Hosni Moubarak remporte la première élection présidentielle officiellement multipartite d'Égypte avec 88,5 % des voix, le vendredi 9 septembre 2005.

Attitude dans le conflit israélo-palestinien[modifier | modifier le code]

Hosni Moubarak, aux côtés de Benyamin Netanyahou et Barack Obama, en 2010.

Hosni Moubarak est souvent impliqué, lors des conflits israélo-palestiniens dans les négociations entre les deux factions. Ces positions sont généralement considérée comme pro-israéliennes. Prises de positions largement impopulaires dans le monde arabe et qui lui attirent régulièrement la condamnation de milieux religieux musulmans à l'instar de la condamnation d'une centaine d'oulémas en janvier 2009 qui le taxent d’« hérésie »[3].

Défiant envers le Hamas, qui, à la différence du Fatah, refuse de signer le plan de réconciliation interpalestinien négocié par l'Égypte, le régime égyptien entreprend, en janvier 2010, la construction d'une barrière métallique souterraine afin de réduire le flot des produits de contrebande acheminés par tunnels vers la bande de Gaza, dans ce que certains analystes décrivent comme l'un des éléments d'une opération plus vaste orchestrée de concert avec les États-Unis et Israël[4].

La chute de popularité de Moubarak s'accélère avec la mise en lumière de la corruption de son fils Alaa lors d'affaires de marchés publics et de privatisations[réf. nécessaire]. Vers la fin de l'année 2000, c'est son autre fils, Gamal, qui fait l'actualité en gravissant les échelons du Parti national démocratique. Gamal réussit à intégrer une nouvelle génération de libéraux dans le parti et le gouvernement. La visibilité et l'influence de Gamal devenant toujours plus importantes, des rumeurs sont apparues selon lesquelles il serait préparé à succéder à son père à la tête de l'État.

Révolution égyptienne[modifier | modifier le code]

Caricature de Mohammed Hosni Moubarak (2011).
Foule en liesse dans les rues du Caire, 12 février 2011.

Après l’attentat d'Alexandrie, dans la nuit du 31 décembre 2010 au 1er janvier 2011, son impopularité connaît un nouveau sommet, sa dictature policière se révélant incapable de protéger les citoyens.

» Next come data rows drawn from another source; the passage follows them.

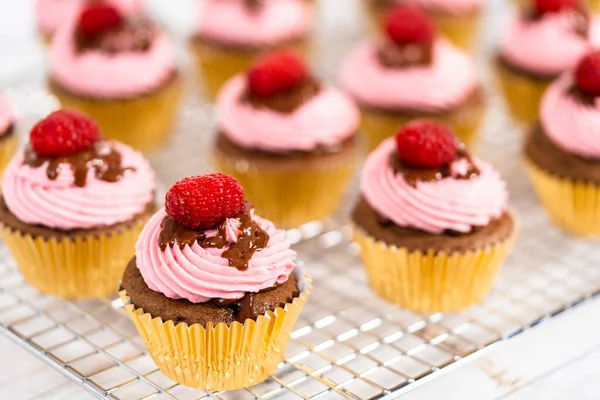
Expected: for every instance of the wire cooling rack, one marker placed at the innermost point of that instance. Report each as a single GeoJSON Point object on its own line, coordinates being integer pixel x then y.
{"type": "Point", "coordinates": [348, 343]}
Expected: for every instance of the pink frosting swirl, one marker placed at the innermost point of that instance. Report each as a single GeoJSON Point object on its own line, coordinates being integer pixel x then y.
{"type": "Point", "coordinates": [35, 199]}
{"type": "Point", "coordinates": [447, 82]}
{"type": "Point", "coordinates": [325, 120]}
{"type": "Point", "coordinates": [198, 274]}
{"type": "Point", "coordinates": [102, 75]}
{"type": "Point", "coordinates": [231, 22]}
{"type": "Point", "coordinates": [568, 122]}
{"type": "Point", "coordinates": [547, 46]}
{"type": "Point", "coordinates": [51, 14]}
{"type": "Point", "coordinates": [7, 115]}
{"type": "Point", "coordinates": [447, 204]}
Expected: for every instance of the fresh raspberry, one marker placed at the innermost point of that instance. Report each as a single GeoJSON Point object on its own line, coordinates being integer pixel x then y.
{"type": "Point", "coordinates": [276, 73]}
{"type": "Point", "coordinates": [409, 25]}
{"type": "Point", "coordinates": [203, 201]}
{"type": "Point", "coordinates": [546, 6]}
{"type": "Point", "coordinates": [425, 144]}
{"type": "Point", "coordinates": [97, 18]}
{"type": "Point", "coordinates": [62, 133]}
{"type": "Point", "coordinates": [587, 74]}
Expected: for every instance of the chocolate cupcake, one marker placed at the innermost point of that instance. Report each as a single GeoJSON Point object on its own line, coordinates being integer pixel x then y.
{"type": "Point", "coordinates": [72, 207]}
{"type": "Point", "coordinates": [412, 73]}
{"type": "Point", "coordinates": [288, 138]}
{"type": "Point", "coordinates": [544, 40]}
{"type": "Point", "coordinates": [231, 34]}
{"type": "Point", "coordinates": [432, 221]}
{"type": "Point", "coordinates": [120, 70]}
{"type": "Point", "coordinates": [213, 289]}
{"type": "Point", "coordinates": [563, 152]}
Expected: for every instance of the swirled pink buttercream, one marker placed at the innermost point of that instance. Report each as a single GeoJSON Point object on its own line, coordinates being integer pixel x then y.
{"type": "Point", "coordinates": [7, 115]}
{"type": "Point", "coordinates": [446, 83]}
{"type": "Point", "coordinates": [450, 6]}
{"type": "Point", "coordinates": [546, 46]}
{"type": "Point", "coordinates": [448, 204]}
{"type": "Point", "coordinates": [35, 199]}
{"type": "Point", "coordinates": [102, 75]}
{"type": "Point", "coordinates": [325, 120]}
{"type": "Point", "coordinates": [198, 274]}
{"type": "Point", "coordinates": [568, 122]}
{"type": "Point", "coordinates": [276, 21]}
{"type": "Point", "coordinates": [52, 14]}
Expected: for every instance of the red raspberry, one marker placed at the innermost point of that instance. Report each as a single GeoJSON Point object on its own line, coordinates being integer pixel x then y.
{"type": "Point", "coordinates": [425, 144]}
{"type": "Point", "coordinates": [97, 18]}
{"type": "Point", "coordinates": [546, 6]}
{"type": "Point", "coordinates": [203, 201]}
{"type": "Point", "coordinates": [62, 133]}
{"type": "Point", "coordinates": [587, 74]}
{"type": "Point", "coordinates": [409, 25]}
{"type": "Point", "coordinates": [276, 73]}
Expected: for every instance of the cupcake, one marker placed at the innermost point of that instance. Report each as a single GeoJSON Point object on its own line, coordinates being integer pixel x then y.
{"type": "Point", "coordinates": [458, 20]}
{"type": "Point", "coordinates": [121, 71]}
{"type": "Point", "coordinates": [73, 205]}
{"type": "Point", "coordinates": [288, 138]}
{"type": "Point", "coordinates": [213, 290]}
{"type": "Point", "coordinates": [563, 152]}
{"type": "Point", "coordinates": [543, 41]}
{"type": "Point", "coordinates": [232, 33]}
{"type": "Point", "coordinates": [411, 73]}
{"type": "Point", "coordinates": [432, 221]}
{"type": "Point", "coordinates": [52, 14]}
{"type": "Point", "coordinates": [8, 137]}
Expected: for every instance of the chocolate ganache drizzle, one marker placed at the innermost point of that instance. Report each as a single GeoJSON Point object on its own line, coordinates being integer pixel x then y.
{"type": "Point", "coordinates": [414, 175]}
{"type": "Point", "coordinates": [288, 101]}
{"type": "Point", "coordinates": [251, 239]}
{"type": "Point", "coordinates": [101, 156]}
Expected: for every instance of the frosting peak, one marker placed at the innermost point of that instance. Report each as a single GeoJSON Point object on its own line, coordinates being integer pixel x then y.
{"type": "Point", "coordinates": [200, 274]}
{"type": "Point", "coordinates": [326, 119]}
{"type": "Point", "coordinates": [570, 122]}
{"type": "Point", "coordinates": [451, 203]}
{"type": "Point", "coordinates": [442, 84]}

Lors des funérailles collectives des victimes de l’attentat, ses condoléances sont refusées[5].

Néanmoins, Hosni Moubarak est surpris par d’importantes manifestations hostiles à son pouvoir qui éclatent en Égypte à partir du 25 janvier 2011. Ces manifestations se déroulent peu après la révolution tunisienne, dont la réussite fait tomber le « mur de la peur », qui empêchait les Égyptiens de manifester, par peur de la police. Le 28 janvier 2011, il décide de limoger le gouvernement. Les manifestants jugent cette décision insuffisante, déclarant que des élections équitables doivent être mises en place, et les gouvernements occidentaux réclament plus de liberté et de réformes économiques, politiques et sociales visant à améliorer le bien-être de la population égyptienne. Le lendemain de l'annonce de la démission de son gouvernement, il désigne le général Ahmed Chafik, chef d'état-major de l'armée de l'air, au poste de premier ministre et nomme Omar Souleiman, chef des services de renseignements, premier vice-président d'Égypte[6],[7].

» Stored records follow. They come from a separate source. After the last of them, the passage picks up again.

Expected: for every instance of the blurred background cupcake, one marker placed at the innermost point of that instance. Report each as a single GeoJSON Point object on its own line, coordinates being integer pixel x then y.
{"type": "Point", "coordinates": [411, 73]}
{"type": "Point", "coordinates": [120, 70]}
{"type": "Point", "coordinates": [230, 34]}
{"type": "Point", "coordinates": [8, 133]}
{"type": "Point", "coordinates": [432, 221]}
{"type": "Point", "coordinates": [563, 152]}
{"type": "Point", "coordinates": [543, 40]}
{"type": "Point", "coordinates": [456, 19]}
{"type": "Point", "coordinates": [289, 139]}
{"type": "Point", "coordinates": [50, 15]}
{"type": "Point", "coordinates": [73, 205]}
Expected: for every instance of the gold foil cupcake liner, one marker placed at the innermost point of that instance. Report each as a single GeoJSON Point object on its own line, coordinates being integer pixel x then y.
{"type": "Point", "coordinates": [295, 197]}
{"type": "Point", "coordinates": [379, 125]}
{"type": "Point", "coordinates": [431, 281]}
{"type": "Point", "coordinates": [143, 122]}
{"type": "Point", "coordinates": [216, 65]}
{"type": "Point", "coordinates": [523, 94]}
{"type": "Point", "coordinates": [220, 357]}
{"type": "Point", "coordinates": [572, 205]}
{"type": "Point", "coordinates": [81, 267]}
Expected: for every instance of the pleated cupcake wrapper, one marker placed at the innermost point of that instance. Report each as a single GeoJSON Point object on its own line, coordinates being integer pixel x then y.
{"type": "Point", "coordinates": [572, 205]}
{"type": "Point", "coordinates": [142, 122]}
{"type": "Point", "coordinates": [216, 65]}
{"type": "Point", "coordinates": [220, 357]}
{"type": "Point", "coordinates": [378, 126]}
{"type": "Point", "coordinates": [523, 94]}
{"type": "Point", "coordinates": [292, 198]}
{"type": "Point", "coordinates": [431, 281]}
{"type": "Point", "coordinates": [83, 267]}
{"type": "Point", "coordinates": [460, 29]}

Le 1er février 2011, il annonce que l'Assemblée devrait retoucher la constitution (art 76 et 77) de façon à limiter le nombre de mandats présidentiels tout en affirmant qu'il irait au bout de son cinquième mandat qui expire en septembre 2011, soit près de 30 ans à la tête de l'Égypte. Projetant des réformes politiques, il affirme : « Je tiens à finir ma mission ». Et encore : « C'est sur cette terre que je vais mourir ». Ce discours est bien perçu par les Égyptiens, qui ne sont informés dans la période du 30 janvier au 2 février que par la télévision d’État (Internet ayant été coupé), et le président a su faire passer une certaine émotion. Mais l’attaque des occupants de la place Tahrir, qui a lieu en même temps que la réouverture des canaux d’information alternatifs, retourne l’opinion contre lui[8]. Les manifestations reprennent, avec encore plus d’ampleur. Les grèves se généralisent, ce qui conduit les généraux, qui craignent de perdre leurs revenus, à lui imposer une démission[9].

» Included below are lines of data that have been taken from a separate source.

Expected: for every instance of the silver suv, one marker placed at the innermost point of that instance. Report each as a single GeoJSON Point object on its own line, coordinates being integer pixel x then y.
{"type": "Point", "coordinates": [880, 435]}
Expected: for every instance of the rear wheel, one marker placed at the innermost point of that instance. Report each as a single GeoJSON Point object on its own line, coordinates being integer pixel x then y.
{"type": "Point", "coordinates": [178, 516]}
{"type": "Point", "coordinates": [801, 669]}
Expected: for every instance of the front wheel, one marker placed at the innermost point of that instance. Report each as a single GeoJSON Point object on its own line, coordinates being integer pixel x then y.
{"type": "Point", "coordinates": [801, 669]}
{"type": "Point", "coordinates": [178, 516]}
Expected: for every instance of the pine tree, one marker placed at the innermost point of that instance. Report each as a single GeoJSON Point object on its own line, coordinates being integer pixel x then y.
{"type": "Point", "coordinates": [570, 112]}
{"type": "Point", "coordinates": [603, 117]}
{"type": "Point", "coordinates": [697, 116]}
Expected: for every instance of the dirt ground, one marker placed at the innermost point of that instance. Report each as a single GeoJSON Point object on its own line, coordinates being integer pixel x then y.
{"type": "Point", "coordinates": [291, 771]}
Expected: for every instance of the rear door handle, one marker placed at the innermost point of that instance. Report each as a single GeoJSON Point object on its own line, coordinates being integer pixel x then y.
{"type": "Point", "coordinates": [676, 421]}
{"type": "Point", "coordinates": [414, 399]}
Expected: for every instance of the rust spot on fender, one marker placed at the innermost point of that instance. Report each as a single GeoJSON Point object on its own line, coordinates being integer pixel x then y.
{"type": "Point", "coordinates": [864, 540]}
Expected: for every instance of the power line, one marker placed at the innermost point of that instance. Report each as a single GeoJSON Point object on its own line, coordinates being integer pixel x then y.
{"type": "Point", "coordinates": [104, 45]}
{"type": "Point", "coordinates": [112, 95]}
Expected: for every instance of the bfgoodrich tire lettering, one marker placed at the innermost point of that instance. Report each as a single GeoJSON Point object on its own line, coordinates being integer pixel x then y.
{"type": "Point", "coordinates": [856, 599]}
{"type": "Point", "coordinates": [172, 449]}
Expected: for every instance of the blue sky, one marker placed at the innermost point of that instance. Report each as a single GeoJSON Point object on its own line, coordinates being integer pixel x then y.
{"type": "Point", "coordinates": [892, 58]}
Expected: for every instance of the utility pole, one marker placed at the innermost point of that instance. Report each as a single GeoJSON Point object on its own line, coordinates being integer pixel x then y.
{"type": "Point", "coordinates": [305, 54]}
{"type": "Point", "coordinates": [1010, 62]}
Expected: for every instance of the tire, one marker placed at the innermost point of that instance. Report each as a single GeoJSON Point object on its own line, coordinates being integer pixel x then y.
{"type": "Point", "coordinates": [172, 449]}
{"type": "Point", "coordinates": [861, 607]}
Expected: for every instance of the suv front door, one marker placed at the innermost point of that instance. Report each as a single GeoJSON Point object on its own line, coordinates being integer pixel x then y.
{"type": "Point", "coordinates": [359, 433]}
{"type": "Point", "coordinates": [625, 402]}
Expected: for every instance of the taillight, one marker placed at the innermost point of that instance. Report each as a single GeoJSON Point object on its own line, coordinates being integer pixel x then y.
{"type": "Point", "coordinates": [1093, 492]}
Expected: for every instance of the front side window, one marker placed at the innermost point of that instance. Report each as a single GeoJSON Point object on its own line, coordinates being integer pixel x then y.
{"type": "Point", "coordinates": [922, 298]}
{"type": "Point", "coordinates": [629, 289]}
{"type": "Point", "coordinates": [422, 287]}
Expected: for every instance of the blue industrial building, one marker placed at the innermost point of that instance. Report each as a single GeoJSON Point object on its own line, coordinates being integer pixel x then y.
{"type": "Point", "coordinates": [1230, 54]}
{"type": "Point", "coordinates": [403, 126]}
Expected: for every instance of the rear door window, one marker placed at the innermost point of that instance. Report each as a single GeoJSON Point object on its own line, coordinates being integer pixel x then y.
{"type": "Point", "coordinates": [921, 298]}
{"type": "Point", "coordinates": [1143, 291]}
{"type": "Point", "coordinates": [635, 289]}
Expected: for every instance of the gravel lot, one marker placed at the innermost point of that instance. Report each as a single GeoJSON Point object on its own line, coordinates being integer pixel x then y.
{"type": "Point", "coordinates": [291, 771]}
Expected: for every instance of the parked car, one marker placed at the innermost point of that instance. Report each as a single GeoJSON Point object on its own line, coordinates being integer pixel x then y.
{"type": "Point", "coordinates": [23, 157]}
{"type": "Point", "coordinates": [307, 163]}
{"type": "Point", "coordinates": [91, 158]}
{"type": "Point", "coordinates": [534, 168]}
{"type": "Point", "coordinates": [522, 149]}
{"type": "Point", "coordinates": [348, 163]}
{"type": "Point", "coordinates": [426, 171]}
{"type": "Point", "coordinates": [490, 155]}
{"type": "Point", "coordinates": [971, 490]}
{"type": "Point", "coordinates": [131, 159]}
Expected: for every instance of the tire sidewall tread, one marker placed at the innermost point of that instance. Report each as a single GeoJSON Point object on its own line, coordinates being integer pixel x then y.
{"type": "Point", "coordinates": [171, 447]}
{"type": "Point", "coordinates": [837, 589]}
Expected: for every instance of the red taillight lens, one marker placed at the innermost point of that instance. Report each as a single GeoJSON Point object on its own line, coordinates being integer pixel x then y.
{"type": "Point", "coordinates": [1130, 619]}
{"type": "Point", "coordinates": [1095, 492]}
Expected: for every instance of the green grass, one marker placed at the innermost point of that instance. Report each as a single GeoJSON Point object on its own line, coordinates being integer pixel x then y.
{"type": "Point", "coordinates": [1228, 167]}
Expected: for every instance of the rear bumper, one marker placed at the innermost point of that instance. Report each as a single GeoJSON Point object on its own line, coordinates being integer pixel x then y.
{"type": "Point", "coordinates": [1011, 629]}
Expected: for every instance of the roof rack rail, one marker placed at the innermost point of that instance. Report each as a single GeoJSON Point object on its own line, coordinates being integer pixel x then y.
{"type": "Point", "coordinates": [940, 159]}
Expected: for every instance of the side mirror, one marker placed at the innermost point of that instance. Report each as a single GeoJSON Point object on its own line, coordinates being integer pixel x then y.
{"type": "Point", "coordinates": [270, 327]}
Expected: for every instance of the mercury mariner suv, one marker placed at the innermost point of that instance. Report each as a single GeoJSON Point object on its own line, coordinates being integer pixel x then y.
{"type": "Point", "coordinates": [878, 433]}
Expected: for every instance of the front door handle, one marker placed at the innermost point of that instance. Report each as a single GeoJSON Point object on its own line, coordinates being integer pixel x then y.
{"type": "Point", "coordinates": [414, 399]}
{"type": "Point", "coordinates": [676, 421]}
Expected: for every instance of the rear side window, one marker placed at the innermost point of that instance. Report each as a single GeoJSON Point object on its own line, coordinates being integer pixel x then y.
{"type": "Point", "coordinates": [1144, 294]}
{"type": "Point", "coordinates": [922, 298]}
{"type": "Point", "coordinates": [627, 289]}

Dans un dernier discours, prononcé le 10 février 2011, il annonce son intention de conserver son poste de président de la République jusqu'à la tenue d'élections libres, ainsi que le transfert de ses pouvoirs au vice-président Omar Souleiman[10]. Ce discours provoque la fureur des manifestants, qui projettent alors de prendre le contrôle des bâtiments officiels (télévision d’État, Parlement) et de marcher sur la présidence de la République, à Héliopolis. Les militaires lui forcent alors la main, et le nouveau vice-président annonce la démission d’Hosni Moubarak[9].

Le 11 février 2011, Hosni Moubarak quitte la capitale égyptienne pour s'installer à Charm el-Cheikh avec sa famille[11],[12]. Omar Souleiman annonce quelques heures plus tard que Moubarak démissionne de ses fonctions de président de la République[13], ce qui provoque des scènes de liesse au Caire et dans toute l'Égypte[14].

Après la chute[modifier | modifier le code]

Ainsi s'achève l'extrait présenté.